Tuesday, 10 July 2012

Furious Love, Sam Kashner & Nancy Schoenberger

I love pictures to adorn on my walls, I love beautiful picture frames, what's more - I love the pictures ... so, a lifetime ago, when I had a little money to spare, I had an image I'd found in Interview magazine photographed and blown up to eventually adorn my bedroom wall. That, however, had to wait as having spent the little dough I had at the time on having the magazine image blown up, there was no money left for the frame.


The photograph was of Elizabeth Taylor and Richard Burton. It's a black and white double portrait taken by Albert Watson some time in the mid 1960s. I still have it, to this very day, and whenever I moved house (which, being a serial house mover, was often) the - long since beautifully framed - photograph was taken along.

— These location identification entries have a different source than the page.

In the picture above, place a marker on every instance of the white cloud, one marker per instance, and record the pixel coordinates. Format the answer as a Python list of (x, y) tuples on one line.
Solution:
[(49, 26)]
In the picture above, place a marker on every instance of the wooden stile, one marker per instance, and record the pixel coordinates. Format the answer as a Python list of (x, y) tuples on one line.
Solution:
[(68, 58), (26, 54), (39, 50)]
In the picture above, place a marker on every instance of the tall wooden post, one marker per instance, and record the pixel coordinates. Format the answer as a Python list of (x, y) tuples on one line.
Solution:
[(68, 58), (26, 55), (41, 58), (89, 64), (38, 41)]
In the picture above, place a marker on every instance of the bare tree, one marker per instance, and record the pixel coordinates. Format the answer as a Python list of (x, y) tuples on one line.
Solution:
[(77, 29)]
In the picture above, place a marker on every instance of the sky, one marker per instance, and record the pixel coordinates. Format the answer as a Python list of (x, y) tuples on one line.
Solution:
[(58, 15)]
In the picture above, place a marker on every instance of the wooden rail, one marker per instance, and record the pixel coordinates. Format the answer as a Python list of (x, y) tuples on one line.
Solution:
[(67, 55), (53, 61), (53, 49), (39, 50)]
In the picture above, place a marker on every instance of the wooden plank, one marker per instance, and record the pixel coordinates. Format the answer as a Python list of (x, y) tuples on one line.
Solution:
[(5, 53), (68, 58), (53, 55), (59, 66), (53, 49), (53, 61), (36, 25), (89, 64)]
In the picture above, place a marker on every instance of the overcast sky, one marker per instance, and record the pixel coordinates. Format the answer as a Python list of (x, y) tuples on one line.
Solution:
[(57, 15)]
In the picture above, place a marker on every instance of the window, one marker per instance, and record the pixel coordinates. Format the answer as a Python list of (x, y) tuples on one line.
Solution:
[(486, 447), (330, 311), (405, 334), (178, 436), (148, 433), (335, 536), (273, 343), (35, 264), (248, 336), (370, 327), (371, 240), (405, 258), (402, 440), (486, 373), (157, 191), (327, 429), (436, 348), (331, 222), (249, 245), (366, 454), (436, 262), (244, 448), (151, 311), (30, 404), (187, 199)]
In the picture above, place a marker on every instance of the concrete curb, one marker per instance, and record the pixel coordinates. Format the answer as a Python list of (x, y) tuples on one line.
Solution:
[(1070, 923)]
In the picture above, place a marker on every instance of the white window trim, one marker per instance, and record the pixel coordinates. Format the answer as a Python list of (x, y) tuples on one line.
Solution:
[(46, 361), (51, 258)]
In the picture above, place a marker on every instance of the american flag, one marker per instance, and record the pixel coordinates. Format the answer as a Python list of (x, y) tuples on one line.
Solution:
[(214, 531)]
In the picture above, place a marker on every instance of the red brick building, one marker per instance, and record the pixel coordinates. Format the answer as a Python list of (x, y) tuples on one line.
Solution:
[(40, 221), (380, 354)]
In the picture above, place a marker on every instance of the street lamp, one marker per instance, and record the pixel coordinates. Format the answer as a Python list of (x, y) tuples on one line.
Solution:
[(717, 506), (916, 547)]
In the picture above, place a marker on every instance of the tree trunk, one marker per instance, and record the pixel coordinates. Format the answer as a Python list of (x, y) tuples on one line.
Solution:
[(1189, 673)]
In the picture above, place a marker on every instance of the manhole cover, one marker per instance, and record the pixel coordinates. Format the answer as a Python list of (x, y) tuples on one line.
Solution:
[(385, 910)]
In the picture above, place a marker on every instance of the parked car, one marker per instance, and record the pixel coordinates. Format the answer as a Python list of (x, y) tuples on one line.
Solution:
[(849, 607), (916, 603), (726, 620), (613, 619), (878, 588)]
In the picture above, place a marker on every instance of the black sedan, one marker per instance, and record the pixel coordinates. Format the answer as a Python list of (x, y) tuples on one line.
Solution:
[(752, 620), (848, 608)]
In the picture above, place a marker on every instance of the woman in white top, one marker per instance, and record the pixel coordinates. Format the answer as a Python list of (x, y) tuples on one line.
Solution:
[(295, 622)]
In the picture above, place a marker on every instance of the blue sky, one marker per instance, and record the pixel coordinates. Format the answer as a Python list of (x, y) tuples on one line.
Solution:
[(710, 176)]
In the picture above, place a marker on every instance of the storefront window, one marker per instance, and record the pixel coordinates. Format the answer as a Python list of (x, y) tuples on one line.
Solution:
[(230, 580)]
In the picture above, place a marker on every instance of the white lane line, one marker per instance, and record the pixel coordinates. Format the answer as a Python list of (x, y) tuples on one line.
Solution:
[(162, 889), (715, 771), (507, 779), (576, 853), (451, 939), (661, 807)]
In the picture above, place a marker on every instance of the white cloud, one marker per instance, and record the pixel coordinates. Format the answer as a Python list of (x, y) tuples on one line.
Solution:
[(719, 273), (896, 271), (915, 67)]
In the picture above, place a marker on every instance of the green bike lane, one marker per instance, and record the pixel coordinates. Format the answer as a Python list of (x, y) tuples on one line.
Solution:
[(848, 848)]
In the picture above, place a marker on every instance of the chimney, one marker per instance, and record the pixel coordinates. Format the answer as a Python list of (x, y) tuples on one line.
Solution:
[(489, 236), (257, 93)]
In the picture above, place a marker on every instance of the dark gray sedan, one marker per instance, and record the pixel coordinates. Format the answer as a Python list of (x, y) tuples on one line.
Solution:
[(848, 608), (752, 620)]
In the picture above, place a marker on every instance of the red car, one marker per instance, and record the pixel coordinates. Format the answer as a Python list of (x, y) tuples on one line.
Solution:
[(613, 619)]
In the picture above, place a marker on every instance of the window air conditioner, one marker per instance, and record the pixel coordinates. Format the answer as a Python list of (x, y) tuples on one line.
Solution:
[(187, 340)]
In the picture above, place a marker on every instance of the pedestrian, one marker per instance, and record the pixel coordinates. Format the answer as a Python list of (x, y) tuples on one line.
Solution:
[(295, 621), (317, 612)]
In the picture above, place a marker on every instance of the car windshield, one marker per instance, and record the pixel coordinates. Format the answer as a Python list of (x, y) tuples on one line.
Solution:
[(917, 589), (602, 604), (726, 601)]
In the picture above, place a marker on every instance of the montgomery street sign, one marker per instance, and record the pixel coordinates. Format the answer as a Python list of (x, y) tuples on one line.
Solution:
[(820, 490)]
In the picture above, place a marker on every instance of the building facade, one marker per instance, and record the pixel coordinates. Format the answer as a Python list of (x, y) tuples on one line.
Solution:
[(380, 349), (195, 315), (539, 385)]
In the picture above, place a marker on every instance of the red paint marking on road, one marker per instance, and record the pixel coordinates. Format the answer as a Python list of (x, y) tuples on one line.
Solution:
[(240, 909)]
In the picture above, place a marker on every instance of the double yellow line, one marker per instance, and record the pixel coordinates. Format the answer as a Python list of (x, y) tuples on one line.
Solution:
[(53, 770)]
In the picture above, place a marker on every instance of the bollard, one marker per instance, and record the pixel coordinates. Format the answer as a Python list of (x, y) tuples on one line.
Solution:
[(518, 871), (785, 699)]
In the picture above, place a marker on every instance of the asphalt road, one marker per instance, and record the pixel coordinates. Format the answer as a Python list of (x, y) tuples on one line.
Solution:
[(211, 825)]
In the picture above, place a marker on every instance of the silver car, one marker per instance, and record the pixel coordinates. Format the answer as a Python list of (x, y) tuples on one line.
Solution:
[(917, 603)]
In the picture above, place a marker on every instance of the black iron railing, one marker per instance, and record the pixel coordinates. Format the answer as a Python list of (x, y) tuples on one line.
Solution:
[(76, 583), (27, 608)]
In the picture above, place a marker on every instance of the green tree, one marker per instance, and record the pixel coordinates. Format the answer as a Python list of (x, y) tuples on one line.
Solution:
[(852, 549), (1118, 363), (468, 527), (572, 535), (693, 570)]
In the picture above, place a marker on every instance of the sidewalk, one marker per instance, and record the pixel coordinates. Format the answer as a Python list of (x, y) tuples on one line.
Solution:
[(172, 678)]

I can't say if the original photograph was taken during a sitting or if it's a snapshot, though my guess is, that it's probably the result of a sitting. I've been obsessed with Taylor and Burton by varying degrees ever since I was a little boy when I read about them in the many tabloids my mother used to be a subscriber to. As I grew older and my sources of information on Taylor and Burton became more reliable, my erstwhile obsession turned into fascination and eventually admiration. I realised that behind the undoubtedly glamorous façade of their affair there was a couple deeply devoted to each other, both hailing from backgrounds that couldn't possibly be any more different, both extremely talented each in their own way, and both of a superior intelligence which, in Richard, manifested itself in a supreme, often self-deprecating wit, while in Elizabeth, it expressed itself in a rare, razor-sharp, sense of self and in an equally rare ability to laugh at herself.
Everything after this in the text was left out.